作者:明月珰
说完这话, 陆行朝长孙愉愉点了点头,似乎在帮她同意, 然后调转马头又跑了。
从头到尾, 长孙愉愉一句话也没说, 只呆呆地望着陆行消失的方向, 她举起双手围在嘴边大声喊道:“陆九, 你个混蛋、王八蛋!”华宁县主这辈子骂人最用力和最难听的就是今天了。
主要是以往骂人都不需要她动嘴的。
但是陆行强调说什么“冰清玉洁”是个什么意思?诚然她们京城也有些姑娘脑子不好使成亲前就被人骗了, 可她华宁县主怎么可能是那种人?陆九他是什么意思。

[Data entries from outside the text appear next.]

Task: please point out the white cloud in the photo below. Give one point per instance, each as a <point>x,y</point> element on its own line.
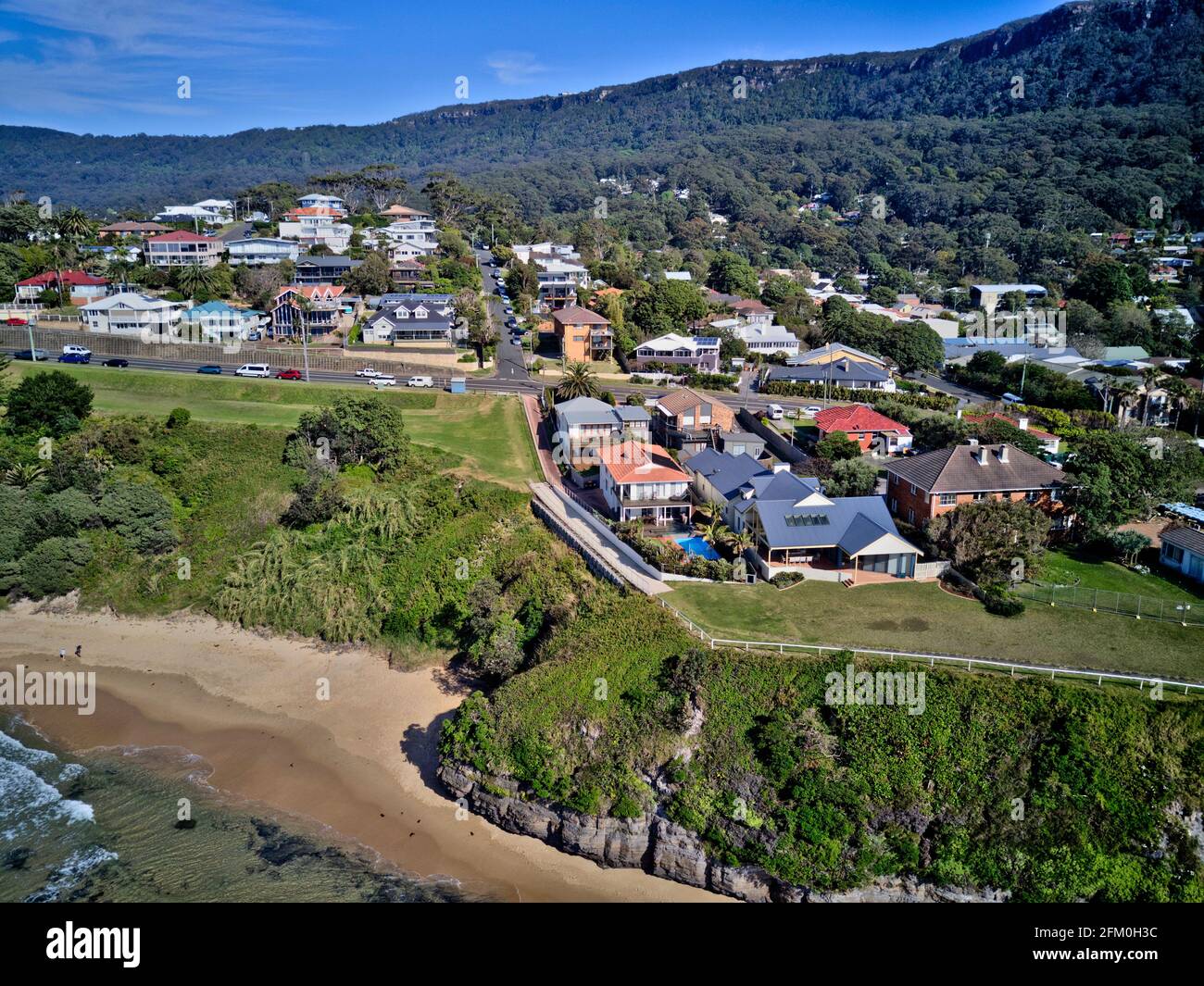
<point>514,68</point>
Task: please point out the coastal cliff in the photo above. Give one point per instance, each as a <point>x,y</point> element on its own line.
<point>660,848</point>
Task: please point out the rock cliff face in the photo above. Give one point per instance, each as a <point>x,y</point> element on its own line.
<point>657,845</point>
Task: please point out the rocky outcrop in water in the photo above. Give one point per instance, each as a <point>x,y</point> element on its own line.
<point>658,846</point>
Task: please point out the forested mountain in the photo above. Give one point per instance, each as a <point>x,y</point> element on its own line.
<point>1109,115</point>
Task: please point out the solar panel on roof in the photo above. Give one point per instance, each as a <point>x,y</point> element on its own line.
<point>806,520</point>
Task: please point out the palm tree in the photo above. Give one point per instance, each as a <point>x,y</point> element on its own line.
<point>739,542</point>
<point>194,279</point>
<point>579,381</point>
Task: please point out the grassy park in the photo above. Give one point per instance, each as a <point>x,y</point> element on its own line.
<point>925,618</point>
<point>489,435</point>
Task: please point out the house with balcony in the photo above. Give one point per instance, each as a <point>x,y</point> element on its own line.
<point>922,486</point>
<point>218,321</point>
<point>796,528</point>
<point>77,287</point>
<point>261,251</point>
<point>183,249</point>
<point>323,315</point>
<point>872,431</point>
<point>132,315</point>
<point>672,349</point>
<point>686,420</point>
<point>642,481</point>
<point>412,318</point>
<point>584,336</point>
<point>323,269</point>
<point>584,425</point>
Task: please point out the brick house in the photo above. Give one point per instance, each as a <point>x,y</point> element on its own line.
<point>865,426</point>
<point>925,485</point>
<point>584,335</point>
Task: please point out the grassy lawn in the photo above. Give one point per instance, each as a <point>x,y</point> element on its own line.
<point>923,618</point>
<point>488,433</point>
<point>1075,568</point>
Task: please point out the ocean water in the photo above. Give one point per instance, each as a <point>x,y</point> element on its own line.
<point>103,826</point>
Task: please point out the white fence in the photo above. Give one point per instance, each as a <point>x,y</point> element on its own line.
<point>956,660</point>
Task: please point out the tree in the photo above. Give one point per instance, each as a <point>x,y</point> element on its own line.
<point>851,477</point>
<point>992,541</point>
<point>579,381</point>
<point>51,400</point>
<point>835,447</point>
<point>357,430</point>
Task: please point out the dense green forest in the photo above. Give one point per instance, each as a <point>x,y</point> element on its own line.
<point>1108,116</point>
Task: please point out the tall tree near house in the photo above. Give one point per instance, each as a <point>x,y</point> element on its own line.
<point>579,381</point>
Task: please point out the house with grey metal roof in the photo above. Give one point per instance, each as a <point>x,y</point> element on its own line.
<point>796,528</point>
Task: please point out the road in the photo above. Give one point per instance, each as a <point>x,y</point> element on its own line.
<point>510,363</point>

其实陆行未必是说者有心, 主要是长孙愉愉对着他有点儿敏感。
眼瞧着陆行消失在寒风里,长孙愉愉也没再浪费嗓子吼他。那样太没风度了。
诚如陆行所说,长孙愉愉这一夜再没遇到狼群,天将明的时候一群侍卫以及她的肖姨一起找到了她。
“县主,你的腿?”肖子清一脸担忧地看向长孙愉愉,小心翼翼地扶着她上了马背。
“我没事。”长孙愉愉情绪非常低落地道,“其他人找到了吗?”
“多罗郡主她们昨日就找到了,一路过来我们还找到了钟姑娘、方姑娘她们。”肖子清宽慰道。
长孙愉愉松了口气,但是又想,好么,她算是最后几个被找到的?不过这不是她最关心的问题,“孔姑娘呢?”她说的是孔重阳。
肖子清摇了摇头,“我们这一路人马没看到她。”
“都有什么人进来了?陆家姑娘也进了魔鬼滩,她哥哥来了么?”长孙愉愉又问。
肖子清一直都是跟着长孙愉愉的,虽然不是近身伺候的人,但有时候站得远反而看得更清楚,也晓得这位陆世子在她家县主心里地位是不一样的。
“陆世子进来了。”肖子清道,她看着长孙愉愉干得起裂的嘴唇,赶紧解下马背上的水囊递了过去,“县主,这水是烧开了三遍的,来时公主让我们每个人都带了一囊。”
长孙愉愉感激地朝肖子清笑了笑,“多谢,肖姨。”她的确是渴得厉害,虽然身边就是湖水,但她却是完全没法儿喝的,否则必定是上吐下泻,那就更惨了。所以她虽然低声骂了陆行许久,却没敢再掉眼泪。
尽管渴,但长孙愉愉还是秉持着一小口一小口啜的习惯,微微缓解了一下喉咙的干疼,“你们怎么找到我的?雪凝她们都送出去了么?”
肖子清摇摇头了,“送出去了,然后我们接着找县主,远远看着这边有湖泊,想着县主聪慧过人,定然会到湖边方便让人看到。”
这马屁长孙愉愉却不接受。“那,你们路上看到陈姑娘了么?”
肖子清又摇了摇头。魔鬼滩那么大,她们能遇到钟雪凝等人已经是很幸运了。
长孙愉愉回到大营后,却是急坏了晋阳公主,抱着她就红了眼圈,“愉愉,你可算回来了,你要是有个三长两短,你叫娘可怎么活?”晋阳公主好似真到了伤心处,眼泪都流出来了。
长孙愉愉自己也是懊恼,那会儿没想着魔鬼滩有什么危险的,自然也没想过自己娘亲的感受。她只能由着晋阳公主抱着她哭,“娘,我身上都脏死了。”
晋阳公主收住了眼泪,这才开始关心长孙愉愉的腿,“你这脚怎么回事啊?谁给你的绑的?太医,赶紧去叫太医啊。”
太医早就有人去请了,长孙愉愉失踪一夜的事情皇帝当然也知道了,听得她回来,就已经命太医赶紧过来了。
太医检查过长孙愉愉的脚之后道:“回公主,县主的脚没有大碍,骨头已经正好了,亏得处理得及时,县主只要在床上休息两、三个月就无大碍了。”
晋阳公主柳眉竖起道:“要休息一、两个月还叫没有大碍?!”
“娘。”长孙愉愉无奈地道,“伤筋动骨一百天,黄太医说一两个月很正常呀。”
晋阳公主这才没话说,婉姑送了黄太医出门,银子自然是给得够够的,因此哪怕晋阳公主说话不那么注意,一众太医也很愿意到公主府来出诊。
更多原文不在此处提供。